The conservationists caution is justified: ocean fertilization on a large scale would alter the species composition in the oceans, leading to loss of biological diversity and spread of harmful species of plankton and oxygen deficiency. This assumes the risk to the marine environment not controlled by a single experiment, but the sum of commercial imitators who want to pursue emissions trading.
No carbon-lift to the deep sea
Meanwhile, the AWI Arctic researchers have published their results – and they are unambiguous: An iron fertilization in the Southern Ocean to reduce the anthropogenic greenhouse effect is inappropriate. Although the algae proliferated in the experiment, but the less-awaited diatoms (diatoms) than other species. But these were destroyed by copepods increased. Thus found no carbon-awaited transport instead of the deep sea.

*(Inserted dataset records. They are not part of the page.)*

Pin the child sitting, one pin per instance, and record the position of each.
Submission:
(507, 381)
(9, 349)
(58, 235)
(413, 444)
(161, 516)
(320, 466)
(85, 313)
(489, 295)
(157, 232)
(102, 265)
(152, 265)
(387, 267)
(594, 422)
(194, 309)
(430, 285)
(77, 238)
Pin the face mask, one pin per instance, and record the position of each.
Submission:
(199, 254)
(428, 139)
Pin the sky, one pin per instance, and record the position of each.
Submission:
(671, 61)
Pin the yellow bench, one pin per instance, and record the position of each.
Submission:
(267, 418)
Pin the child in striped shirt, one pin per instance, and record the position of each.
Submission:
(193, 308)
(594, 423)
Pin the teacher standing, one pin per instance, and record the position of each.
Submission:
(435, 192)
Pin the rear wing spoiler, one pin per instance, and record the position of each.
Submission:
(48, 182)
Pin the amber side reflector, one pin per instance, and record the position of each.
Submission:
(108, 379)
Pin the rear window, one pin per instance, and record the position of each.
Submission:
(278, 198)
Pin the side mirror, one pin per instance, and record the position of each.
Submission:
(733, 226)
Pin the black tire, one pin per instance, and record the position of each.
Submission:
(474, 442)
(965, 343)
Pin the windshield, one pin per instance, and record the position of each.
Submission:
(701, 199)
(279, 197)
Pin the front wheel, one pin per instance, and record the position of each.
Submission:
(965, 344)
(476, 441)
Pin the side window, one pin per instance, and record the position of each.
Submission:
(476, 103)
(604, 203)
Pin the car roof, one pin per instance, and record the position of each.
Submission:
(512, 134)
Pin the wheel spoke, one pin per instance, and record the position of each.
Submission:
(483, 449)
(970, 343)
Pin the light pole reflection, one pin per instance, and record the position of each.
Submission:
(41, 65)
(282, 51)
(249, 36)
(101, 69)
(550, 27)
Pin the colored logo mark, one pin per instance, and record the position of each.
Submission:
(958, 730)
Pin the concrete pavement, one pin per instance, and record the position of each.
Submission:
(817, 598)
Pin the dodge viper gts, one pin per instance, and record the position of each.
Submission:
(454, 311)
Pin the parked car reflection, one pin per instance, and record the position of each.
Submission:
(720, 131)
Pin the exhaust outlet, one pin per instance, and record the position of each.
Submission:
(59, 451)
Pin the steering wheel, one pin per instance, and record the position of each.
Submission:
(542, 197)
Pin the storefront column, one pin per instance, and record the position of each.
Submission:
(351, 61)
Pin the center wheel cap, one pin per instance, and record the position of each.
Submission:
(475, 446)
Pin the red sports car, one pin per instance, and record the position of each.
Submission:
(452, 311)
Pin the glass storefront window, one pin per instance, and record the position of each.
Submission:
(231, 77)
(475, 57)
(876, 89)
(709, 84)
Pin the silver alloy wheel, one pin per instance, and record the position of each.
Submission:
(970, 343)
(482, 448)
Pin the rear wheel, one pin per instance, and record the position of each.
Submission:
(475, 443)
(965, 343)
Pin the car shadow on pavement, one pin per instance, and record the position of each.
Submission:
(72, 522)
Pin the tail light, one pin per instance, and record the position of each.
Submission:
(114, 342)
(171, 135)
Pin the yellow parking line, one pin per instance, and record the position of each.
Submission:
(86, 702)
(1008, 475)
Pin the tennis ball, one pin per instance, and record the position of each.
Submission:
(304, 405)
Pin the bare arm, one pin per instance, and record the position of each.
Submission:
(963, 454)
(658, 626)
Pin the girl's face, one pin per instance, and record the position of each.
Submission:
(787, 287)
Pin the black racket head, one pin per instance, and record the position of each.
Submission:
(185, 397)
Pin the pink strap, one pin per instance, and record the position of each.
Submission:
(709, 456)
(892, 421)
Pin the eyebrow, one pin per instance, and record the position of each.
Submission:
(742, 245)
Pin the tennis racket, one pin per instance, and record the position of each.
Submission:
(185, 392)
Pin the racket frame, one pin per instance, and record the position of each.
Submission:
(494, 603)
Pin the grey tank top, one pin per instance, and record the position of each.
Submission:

But even the most desirable diatoms – Chosen by researchers carbon-lifts in the deep ocean – are likely to be recycled as minerals and thus form no lasting carbon cemetery on the seabed.
“The Antarctic deep sea is not a repository for our civilization exhaust. For that reason alone, because even decide minimal changes in water stratification and nutrient ratios as to whether a type of algae blooms in masses, in their biomass, the CO2 remains permanently bound or not. To save our climate, so we need less technological, but finally more solid political solutions, “said WWF’s marine expert Stephan Lutter.